I may cry, I may have my moments of doubt, and I may have moments of fear. I’m only human. I told her I may panic, become afraid again, and may blow up her phone, and I apologized. She said that’s what she is here for, and she will always be here, and she will support me when it is time to welcome this little girl into this world. I hugged her, and cried a little..well a lot.
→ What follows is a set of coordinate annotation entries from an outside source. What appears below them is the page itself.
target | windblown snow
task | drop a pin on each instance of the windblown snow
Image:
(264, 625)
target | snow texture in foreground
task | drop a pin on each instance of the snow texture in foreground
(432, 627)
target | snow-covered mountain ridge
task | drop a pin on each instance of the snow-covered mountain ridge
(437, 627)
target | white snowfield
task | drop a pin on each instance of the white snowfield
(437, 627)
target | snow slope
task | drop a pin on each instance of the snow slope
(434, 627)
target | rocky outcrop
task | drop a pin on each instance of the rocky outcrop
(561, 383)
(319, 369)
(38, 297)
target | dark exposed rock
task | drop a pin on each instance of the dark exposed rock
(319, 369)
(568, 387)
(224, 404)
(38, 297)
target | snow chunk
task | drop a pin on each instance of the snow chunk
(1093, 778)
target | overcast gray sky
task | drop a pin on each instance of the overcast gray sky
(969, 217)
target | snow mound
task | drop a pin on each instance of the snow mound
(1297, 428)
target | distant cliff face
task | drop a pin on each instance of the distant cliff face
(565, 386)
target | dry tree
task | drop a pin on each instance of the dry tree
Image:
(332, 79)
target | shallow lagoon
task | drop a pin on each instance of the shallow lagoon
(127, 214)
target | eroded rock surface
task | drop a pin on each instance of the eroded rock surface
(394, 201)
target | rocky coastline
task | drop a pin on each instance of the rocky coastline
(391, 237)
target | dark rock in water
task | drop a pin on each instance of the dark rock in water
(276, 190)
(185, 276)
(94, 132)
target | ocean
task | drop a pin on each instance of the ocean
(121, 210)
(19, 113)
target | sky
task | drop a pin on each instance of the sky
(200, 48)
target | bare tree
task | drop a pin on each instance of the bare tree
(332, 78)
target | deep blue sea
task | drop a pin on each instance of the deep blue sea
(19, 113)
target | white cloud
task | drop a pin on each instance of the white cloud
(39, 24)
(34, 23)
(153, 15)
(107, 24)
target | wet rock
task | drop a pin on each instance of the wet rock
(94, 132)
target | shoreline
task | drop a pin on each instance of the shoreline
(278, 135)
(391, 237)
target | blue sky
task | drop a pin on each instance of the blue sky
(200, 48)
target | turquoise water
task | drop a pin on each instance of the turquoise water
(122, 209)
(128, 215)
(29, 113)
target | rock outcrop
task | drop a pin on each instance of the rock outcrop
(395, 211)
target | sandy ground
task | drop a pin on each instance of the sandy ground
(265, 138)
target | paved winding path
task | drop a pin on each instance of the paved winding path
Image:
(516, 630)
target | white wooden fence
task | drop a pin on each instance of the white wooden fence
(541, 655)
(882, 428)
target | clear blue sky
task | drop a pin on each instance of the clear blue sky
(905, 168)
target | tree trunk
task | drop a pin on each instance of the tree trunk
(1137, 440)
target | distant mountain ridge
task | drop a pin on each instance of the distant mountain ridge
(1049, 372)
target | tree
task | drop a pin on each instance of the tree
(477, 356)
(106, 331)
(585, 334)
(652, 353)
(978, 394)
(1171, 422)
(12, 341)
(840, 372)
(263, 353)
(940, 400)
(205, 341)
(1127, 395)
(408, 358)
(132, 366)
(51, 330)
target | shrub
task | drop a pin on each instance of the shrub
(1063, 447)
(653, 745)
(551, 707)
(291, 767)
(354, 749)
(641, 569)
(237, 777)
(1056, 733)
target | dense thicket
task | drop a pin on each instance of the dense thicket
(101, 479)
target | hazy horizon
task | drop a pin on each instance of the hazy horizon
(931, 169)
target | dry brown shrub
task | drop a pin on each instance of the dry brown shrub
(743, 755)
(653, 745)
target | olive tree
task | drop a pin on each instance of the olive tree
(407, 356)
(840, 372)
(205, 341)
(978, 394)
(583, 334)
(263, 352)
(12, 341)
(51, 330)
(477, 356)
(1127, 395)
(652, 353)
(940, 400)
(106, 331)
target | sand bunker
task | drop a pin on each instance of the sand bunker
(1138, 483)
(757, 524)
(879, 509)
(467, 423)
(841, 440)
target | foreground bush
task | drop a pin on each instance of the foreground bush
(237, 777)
I have since had my ups and down the past few months. We have had test results come back requiring more test to confirm or dismiss things, We have had scares, and by scares I mean appointments where I think Randy and I aged 10years while sitting there…I’ve cried, I’ve pretended I’m okay, but really I wasn’t, I was panicking inside, having doubts. I would then go to my doula and let it all out, and she has a way of bringing me out of my fears, bringing me back to having faith and believing in myself and my body.  Every little thing I was fearing disappeared. She was my rock during the difficult times. Waiting on results of tests, I obsess, I wonder what if, I doubt my ability to do this, and when I allow myself to think like this, I allow HELLP and the damage it has caused to control me. I refuse to be a victim.

I am healing, I am no longer afraid.